Three of China’s largest technology firms were named to TIME's list of the 10 Most Influential AI Companies of 2026, a group that includes ByteDance, KNOWLEDGE ATLAS (02513.HK), and Alibaba Group Holding (09988.HK). The inclusion highlights the country’s rapid ascent in the artificial intelligence sector, where mass-market user adoption and open-source strategies are creating formidable rivals to U.S. incumbents.
According to TIME, the selections were based on demonstrated influence and tangible market impact. ByteDance’s AI assistant, Doubao, has achieved significant scale with more than 155 million weekly active users, while Alibaba’s Qwen model series has surpassed one billion downloads, making it one of the world’s most popular open-source AI families.

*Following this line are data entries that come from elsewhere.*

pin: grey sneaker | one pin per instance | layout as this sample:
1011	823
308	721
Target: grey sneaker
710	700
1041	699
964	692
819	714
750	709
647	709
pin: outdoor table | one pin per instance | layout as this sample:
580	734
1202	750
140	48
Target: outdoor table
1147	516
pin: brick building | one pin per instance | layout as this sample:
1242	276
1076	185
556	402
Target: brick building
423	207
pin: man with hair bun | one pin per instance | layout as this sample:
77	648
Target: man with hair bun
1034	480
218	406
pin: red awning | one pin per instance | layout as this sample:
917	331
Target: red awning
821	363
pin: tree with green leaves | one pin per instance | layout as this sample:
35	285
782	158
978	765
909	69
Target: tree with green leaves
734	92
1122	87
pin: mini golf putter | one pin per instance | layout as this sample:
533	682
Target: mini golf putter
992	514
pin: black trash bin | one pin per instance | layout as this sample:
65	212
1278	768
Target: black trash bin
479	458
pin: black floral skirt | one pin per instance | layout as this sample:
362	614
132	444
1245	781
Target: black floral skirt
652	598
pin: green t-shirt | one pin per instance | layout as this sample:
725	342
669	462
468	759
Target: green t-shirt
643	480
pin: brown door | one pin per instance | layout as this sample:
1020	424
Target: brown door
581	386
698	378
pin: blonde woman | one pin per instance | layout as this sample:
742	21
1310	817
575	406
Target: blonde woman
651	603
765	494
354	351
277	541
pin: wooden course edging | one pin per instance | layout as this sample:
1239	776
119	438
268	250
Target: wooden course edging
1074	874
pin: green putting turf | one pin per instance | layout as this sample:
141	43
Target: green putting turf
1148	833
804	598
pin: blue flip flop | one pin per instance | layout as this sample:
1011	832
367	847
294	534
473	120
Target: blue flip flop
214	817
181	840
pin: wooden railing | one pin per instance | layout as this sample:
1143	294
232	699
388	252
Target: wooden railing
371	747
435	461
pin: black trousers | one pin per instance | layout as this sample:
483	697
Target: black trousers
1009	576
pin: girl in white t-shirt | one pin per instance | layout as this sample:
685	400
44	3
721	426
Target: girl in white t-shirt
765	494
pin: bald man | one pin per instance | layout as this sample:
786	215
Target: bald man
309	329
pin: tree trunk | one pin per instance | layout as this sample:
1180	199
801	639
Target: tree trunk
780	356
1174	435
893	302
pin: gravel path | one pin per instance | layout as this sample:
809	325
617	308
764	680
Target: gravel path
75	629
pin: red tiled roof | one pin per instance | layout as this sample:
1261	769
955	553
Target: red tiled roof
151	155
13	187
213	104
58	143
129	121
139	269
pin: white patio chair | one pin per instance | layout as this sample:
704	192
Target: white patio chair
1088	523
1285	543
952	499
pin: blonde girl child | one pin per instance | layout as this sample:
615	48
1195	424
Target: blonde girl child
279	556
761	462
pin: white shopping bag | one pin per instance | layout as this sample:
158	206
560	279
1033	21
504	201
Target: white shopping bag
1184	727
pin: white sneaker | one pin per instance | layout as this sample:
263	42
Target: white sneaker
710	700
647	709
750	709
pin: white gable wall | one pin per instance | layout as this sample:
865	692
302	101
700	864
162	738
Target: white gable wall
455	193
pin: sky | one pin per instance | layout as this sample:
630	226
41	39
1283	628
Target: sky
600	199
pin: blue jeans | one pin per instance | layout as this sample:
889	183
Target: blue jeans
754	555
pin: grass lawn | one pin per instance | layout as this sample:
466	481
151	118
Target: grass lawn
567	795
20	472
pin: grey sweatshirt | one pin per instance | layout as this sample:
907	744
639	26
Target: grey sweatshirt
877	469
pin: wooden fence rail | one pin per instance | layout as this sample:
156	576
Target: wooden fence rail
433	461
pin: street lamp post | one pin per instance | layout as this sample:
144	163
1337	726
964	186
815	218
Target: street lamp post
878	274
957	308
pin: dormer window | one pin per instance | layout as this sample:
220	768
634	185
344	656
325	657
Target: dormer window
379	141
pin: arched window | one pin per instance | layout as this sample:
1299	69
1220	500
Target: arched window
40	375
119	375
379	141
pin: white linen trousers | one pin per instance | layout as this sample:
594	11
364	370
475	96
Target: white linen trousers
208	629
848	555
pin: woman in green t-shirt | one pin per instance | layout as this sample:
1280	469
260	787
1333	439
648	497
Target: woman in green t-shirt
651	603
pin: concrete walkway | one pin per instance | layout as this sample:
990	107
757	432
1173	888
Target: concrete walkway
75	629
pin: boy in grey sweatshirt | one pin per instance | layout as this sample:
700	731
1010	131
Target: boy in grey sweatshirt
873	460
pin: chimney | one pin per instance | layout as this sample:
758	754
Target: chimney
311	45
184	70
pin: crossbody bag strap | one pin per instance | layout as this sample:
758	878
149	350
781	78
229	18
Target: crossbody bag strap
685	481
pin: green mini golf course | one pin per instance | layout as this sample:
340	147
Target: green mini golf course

The report detailed the specific achievements that secured their positions. ByteDance’s Doubao saw its daily active users exceed 100 million during the Chinese New Year period in February, marking one of the world's first large-scale deployments of an AI assistant. Meanwhile, the newly launched GLM-5 model from KNOWLEDGE ATLAS has outperformed Google's Gemini 3 Pro in certain benchmark tests and is closing the gap with top-tier models from Anthropic and OpenAI in coding tasks.
This recognition solidifies the market position of these firms as global AI leaders, challenging the long-held dominance of Silicon Valley. For investors, it signals that the AI landscape is becoming increasingly multipolar, with significant innovation and value creation emerging from Asia. The success of Alibaba's open-source Qwen, which has powered over 200,000 derivative models, presents a direct strategic contrast to the proprietary models that lead the U.S. market.
Scale Meets Sophistication
ByteDance’s inclusion leverages the immense distribution power of its social media ecosystem. The company, which owns TikTok, has demonstrated an ability to deploy AI products to a massive user base almost instantly. With TikTok’s U.S. advertising revenue alone projected to hit $17 billion this year, the financial and social engine for promoting new AI services like Doubao is unparalleled. This strategy of integrating AI into existing platforms with hundreds of millions of users allows for rapid iteration and network effects that are difficult for pure-play AI startups to replicate.
KNOWLEDGE ATLAS, backed by Alibaba, is taking a more direct approach to building foundational models. Its GLM-5 model’s performance against Google’s Gemini 3 Pro shows that Chinese firms are not just competing on user numbers but are achieving technical parity in core AI capabilities. This dual threat of massive scale from companies like ByteDance and technical sophistication from labs like KNOWLEDGE ATLAS puts increasing pressure on U.S. AI leaders.
The Open-Source Counterpoint
Alibaba's strategy with its Qwen model family represents a significant alternative to the closed, proprietary approach favored by OpenAI and Anthropic. By making its models open-source, Alibaba has fostered a global community of developers building on its technology. With over one billion cumulative downloads, the Qwen family has become a foundational layer for a vast ecosystem of applications and derivative models, extending Alibaba's influence far beyond its direct control.
This open-source approach could accelerate innovation and create a different kind of competitive moat. As seen with other companies on TIME's lists, such as Warner Music Group partnering with AI firms to license training data, the industry is grappling with how to best engage with AI. Alibaba's open-source success suggests that fostering a collaborative ecosystem can be as powerful as building a walled garden, a trend that could reshape the AI market in the coming years. For Alibaba (09988.HK), this strategy may drive long-term adoption of its cloud services as developers flock to its platform to build with Qwen.
This article is for informational purposes only and does not constitute investment advice.